Gab Bois is a Canadian artist. She creates objects out of unusual materials.

==Early life and education==
Bois grew up in Montréal. As an only child, she found herself drawn to arts and crafts. Her father is a painter. She often would sit in his basement studio and watch him paint. He taught her about art history. She credits him with guiding her to her eventual career. She was active on Tumblr as a teenager.

==Career==
Bois went to college for a degree to become an elementary school teacher. One-and-a-half years into her degree, she started posting her photography on Instagram. Her work got so much attention that she decided to pause her degree and pursue an artistic career.

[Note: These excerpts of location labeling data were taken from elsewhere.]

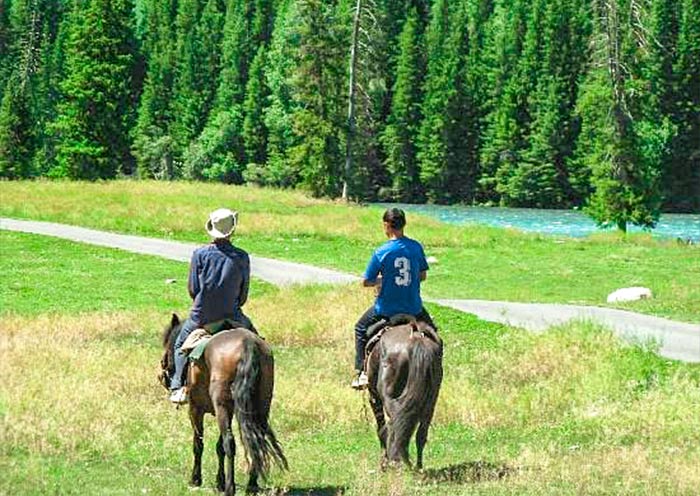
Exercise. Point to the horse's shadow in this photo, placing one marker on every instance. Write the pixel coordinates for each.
(308, 491)
(467, 472)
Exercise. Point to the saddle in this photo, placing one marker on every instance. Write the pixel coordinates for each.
(196, 342)
(376, 331)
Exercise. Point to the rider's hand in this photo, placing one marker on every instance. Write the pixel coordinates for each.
(378, 286)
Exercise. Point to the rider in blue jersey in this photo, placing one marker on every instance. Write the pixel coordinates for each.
(396, 269)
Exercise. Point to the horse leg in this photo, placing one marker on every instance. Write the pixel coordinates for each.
(224, 420)
(221, 474)
(197, 421)
(422, 432)
(223, 410)
(378, 409)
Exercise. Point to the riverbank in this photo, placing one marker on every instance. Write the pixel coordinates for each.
(571, 411)
(473, 262)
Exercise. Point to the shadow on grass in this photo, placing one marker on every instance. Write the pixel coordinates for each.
(467, 472)
(309, 491)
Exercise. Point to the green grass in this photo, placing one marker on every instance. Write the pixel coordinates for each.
(473, 261)
(569, 411)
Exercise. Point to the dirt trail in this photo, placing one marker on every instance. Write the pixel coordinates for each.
(678, 340)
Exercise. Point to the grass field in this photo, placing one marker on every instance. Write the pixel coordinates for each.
(473, 262)
(570, 411)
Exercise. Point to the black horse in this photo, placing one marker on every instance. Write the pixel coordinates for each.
(405, 372)
(235, 377)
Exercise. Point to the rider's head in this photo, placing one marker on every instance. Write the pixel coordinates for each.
(394, 221)
(222, 223)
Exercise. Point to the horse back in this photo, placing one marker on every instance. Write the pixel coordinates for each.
(220, 365)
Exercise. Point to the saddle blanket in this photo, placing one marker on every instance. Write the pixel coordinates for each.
(196, 343)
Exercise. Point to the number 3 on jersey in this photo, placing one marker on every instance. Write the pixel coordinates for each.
(404, 266)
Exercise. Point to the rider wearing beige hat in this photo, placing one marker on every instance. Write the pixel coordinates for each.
(218, 284)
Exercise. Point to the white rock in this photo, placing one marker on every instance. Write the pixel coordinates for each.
(629, 294)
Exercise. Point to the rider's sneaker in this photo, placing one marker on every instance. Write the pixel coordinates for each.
(360, 382)
(179, 396)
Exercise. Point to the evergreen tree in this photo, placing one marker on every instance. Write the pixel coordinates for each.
(254, 130)
(153, 143)
(219, 153)
(278, 114)
(447, 141)
(16, 131)
(683, 173)
(5, 39)
(508, 119)
(400, 135)
(621, 149)
(199, 33)
(96, 94)
(318, 83)
(543, 178)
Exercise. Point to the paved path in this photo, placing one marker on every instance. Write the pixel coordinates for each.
(678, 340)
(270, 270)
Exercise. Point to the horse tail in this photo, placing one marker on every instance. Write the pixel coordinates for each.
(421, 390)
(252, 412)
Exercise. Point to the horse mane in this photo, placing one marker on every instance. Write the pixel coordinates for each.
(169, 333)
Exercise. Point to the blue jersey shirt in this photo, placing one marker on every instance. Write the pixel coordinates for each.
(218, 282)
(400, 262)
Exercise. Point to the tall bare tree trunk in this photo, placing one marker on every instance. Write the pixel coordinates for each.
(351, 98)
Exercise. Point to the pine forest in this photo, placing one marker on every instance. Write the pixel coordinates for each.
(590, 104)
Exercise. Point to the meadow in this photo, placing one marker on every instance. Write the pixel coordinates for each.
(569, 411)
(473, 261)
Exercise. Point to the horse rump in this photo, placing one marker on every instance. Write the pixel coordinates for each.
(252, 408)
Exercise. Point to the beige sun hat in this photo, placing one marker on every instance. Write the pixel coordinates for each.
(221, 223)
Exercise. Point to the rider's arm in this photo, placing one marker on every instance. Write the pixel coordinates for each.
(372, 277)
(245, 283)
(193, 277)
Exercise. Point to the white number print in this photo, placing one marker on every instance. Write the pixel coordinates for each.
(404, 266)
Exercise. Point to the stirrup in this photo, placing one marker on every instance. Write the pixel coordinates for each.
(360, 382)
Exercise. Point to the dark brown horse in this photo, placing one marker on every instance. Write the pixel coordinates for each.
(235, 377)
(405, 372)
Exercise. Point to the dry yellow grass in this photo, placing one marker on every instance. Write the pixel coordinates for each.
(552, 411)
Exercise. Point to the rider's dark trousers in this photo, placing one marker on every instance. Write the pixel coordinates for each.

In 2018, Bois posted an image of a hot pink Croc heel which she made with a knockoff Croc from a dollar store and a second-hand stripper heel which was inspired by a Croc created by Balenciaga.

Bois created a bra out of sunny side up eggs for easter-inspired post.

In 2020, Bois published New Album: An Artist Book. The book was created in partnership with Anteism Books, an independent publisher in Montreal. It is a record of the first three years of her work.

In 2023, Gab Bois collaborated with department store La Samaritaine Paris and Atelier Devineau to create their holiday display and campaign centerpiece: a gigantic chandelier crafted from 1,800 individual candies and 70 candy canes.

In late 2023, Bois released a ready-to-wear collection, Canapés. In 2024, she released more items as part of Canapés, including a square-toed pair of sandals with a lifelike clementine heel.